Vienna (Oct. 14)
The Jews of Austria are commemorating to-day the 150th. anniversary of the promulgation of the Toleration Decree by Emperor Josef II., the son and successor of the Empress Maria Theresa, which gave recognition to the non-Catholic religions in the Austrian Empire and opened a new era for the Austrian Jews by giving them their emancipation.
The Emperor Josef was an admirer of Voltaire, and a disciple of the school of enlightenment, so that when he came to the throne he adopted a liberal attitude towards the Jews of his country, differing from that of his mother, who had imposed many restrictions on them, considering it his duty to improve their condition.
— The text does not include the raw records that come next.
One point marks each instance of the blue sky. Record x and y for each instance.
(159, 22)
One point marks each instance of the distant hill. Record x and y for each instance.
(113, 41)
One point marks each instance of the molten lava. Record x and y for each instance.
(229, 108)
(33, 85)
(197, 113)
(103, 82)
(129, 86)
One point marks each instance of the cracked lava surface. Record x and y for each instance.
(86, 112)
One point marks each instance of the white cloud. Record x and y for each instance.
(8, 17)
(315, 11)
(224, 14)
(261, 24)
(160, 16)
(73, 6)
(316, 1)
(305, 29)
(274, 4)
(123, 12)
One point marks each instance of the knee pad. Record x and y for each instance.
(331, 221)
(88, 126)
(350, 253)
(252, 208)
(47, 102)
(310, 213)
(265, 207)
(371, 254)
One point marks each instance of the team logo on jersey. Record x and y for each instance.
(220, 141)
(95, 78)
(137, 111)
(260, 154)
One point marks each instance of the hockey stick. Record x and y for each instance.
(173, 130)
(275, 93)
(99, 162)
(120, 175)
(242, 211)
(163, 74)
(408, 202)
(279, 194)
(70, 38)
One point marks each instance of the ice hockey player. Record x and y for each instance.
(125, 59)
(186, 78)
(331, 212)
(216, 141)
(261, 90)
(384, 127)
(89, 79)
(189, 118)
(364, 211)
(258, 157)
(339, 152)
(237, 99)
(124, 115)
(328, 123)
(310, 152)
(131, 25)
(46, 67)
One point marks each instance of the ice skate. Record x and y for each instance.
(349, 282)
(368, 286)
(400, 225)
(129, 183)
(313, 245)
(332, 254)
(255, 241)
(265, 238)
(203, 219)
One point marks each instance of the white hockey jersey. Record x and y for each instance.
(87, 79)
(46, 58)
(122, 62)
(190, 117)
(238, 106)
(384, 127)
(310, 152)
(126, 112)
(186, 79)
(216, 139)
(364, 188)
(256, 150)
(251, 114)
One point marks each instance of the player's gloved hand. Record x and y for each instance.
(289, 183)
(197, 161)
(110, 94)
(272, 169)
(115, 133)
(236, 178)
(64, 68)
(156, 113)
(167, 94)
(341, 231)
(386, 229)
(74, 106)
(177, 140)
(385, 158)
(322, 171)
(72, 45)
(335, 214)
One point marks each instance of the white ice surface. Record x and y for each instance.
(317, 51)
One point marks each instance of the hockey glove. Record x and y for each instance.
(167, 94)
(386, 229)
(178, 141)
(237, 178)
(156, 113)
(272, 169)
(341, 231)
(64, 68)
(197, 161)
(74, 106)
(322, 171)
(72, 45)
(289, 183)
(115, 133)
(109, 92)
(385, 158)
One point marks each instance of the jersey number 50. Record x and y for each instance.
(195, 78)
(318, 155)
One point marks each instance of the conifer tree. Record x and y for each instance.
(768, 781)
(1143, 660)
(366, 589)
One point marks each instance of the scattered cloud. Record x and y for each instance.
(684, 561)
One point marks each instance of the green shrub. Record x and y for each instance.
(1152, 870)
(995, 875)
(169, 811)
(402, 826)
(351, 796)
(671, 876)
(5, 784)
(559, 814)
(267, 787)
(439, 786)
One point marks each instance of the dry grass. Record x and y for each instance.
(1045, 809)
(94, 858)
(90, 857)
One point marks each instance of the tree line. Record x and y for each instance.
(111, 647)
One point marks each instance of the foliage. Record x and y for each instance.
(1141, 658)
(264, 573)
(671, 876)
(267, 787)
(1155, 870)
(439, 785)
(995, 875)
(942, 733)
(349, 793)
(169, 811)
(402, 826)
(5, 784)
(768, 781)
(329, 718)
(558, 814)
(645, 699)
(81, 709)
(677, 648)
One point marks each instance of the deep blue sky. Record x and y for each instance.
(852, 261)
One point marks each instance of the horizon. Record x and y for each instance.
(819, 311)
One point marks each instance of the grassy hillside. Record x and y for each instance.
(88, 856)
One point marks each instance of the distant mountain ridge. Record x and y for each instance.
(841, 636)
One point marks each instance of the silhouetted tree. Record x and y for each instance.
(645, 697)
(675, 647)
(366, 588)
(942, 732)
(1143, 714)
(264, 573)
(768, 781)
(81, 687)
The principle underlying the decree of toleration published on October 13th., 1781, was the guarantee to all religious bodies, recognised by law, of freedom of worship, the management of their own affairs, and the undisturbed possession and disposal of their property. A week later, on October 21st., 1781, Emperor Josef issued another order, abrogating all the laws which had required the Jews to wear a distinctive dress. The enlightenment of the Jews was one of his cherished plans, and to this end he demanded that the Jews should assimilate themselves to their surroundings, adopt the language of the country and establish schools according to modern educational principles, that they should be allowed to enter all high schools and universities, to lease lands for agricultural purposes if they worked it with Jewish hands, and to engage in all mechanical trades, arts and wholesale commerce. This decree was issued on October 19th., 1781. On December 19th. of the same year, he abolished the poll-tax, directed the authorities to treat the Jews like fellowmen, and commanded that Jewish children in the public schools should receive proper consideration.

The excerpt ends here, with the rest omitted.